Solution | Customer Segmentation for Banking¶
Insightful customer segmentation is a cornerstone of effective business management, marketing, and product development within consumer banking. Many firms have developed deep business knowledge which is applied to their customer pools using business rules logic, slicing the overall customer base into subgroups based on actual or potential revenues, product mix, digital engagement, and much more.
These existing customer analytics provide powerful insight and are often driven by qualitative insights or historical practice. Yet 82% of bank executives say their teams have difficulties identifying new customer segments, which can drive up acquisition costs and reduce retention rates. Leveraging a purely data-driven approach to segmentation introduces the possibility of new perspectives, complementing rather than replacing existing expertise.
The goal of this plug-and-play solution is to use machine learning in the form of a clustering algorithm to identify distinct clusters of customers, which are referred to in our analysis as Segments. Further analysis is carried out to understand these clusters, and how they relate to the bank’s product mix and existing customer tiering approaches.
The Next Best Offer for Banking solution completes the customer segmentation solution within the marketing suite for banking. The user can plug the same data as in the current solution, and build an initial model. Additionally, the user can utilize the segmentation output as an input in the Next Best Offer for Banking solution.
To leverage this solution, you must meet the following requirements:
Have access to a Dataiku 12+ instance.
Have installed the Sankey Charts Plugin.
The solution requires a Python 3.6 built-in environment.

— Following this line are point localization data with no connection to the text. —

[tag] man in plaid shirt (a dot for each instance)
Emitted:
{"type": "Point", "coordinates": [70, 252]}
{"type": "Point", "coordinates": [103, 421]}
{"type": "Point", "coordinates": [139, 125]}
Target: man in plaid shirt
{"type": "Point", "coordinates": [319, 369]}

For instances with a built-in environment of Python 2, users should create a basic Python 3 code env, and set the project to use this code env.
To benefit natively from the solution’s Dataiku Application, a PostgreSQL or Snowflake connection storing your data (see Data Requirements) is needed. However, the solution comes with demo data available on the filesystem-managed connection.
If the technical requirements are met, this solution can be installed in one of two ways:
On your Dataiku instance click + New Project > Dataiku Solutions > Search for Customer Segmentation for Banking.
Download the .zip project file and upload it directly to your Dataiku instance as a new project.
This solution comes with a simulated dataset that can be used to demo the solution and its components. In order to use the solution on your own data via Plug and Play usage, your input data must match the data model of the demo data (more details can be found in the wiki):
The input data should be separated into five different datasets with the same time frequency:
revenues, which includes the revenues generated by each product per customer over time
product_holdings, which includes product information and duration period of each product held by customers
customers, which includes customers’ static information. Optional columns can be added to this dataset.
balances, which includes balance amounts of each product per customer over time
additional_information, which includes optional additional columns
You can follow along with the solution in the Dataiku gallery.
The project has the following high-level steps:
Connect your data as an input and select your analysis parameters via the Dataiku Application.
Ingest and pre-process the data to be available for segmentation.
Train and apply a Clustering Model.
Apply cluster analysis to our identified customer segments.
Interactively explore your customer segments with a pre-built dashboard.
In addition to reading this document, it is recommended to read the wiki of the project before beginning in order to get a deeper technical understanding of how this solution was created, the different types of data enrichment available, longer explanations of solution-specific vocabulary, and suggested future direction for the solution.
To begin, you will need to create a new instance of the Customer Segmentation for Banking Application. This can be done by selecting the Dataiku Application from your instance home, and clicking Create App Instance. The project is delivered with sample data that should be replaced with your own data, assuming that it adopts the data model described above.
This can be done in three ways:
Data can be uploaded directly from the filesystem in the first section of the Dataiku app.
Data can be connected to your database of choice by selecting an existing connection.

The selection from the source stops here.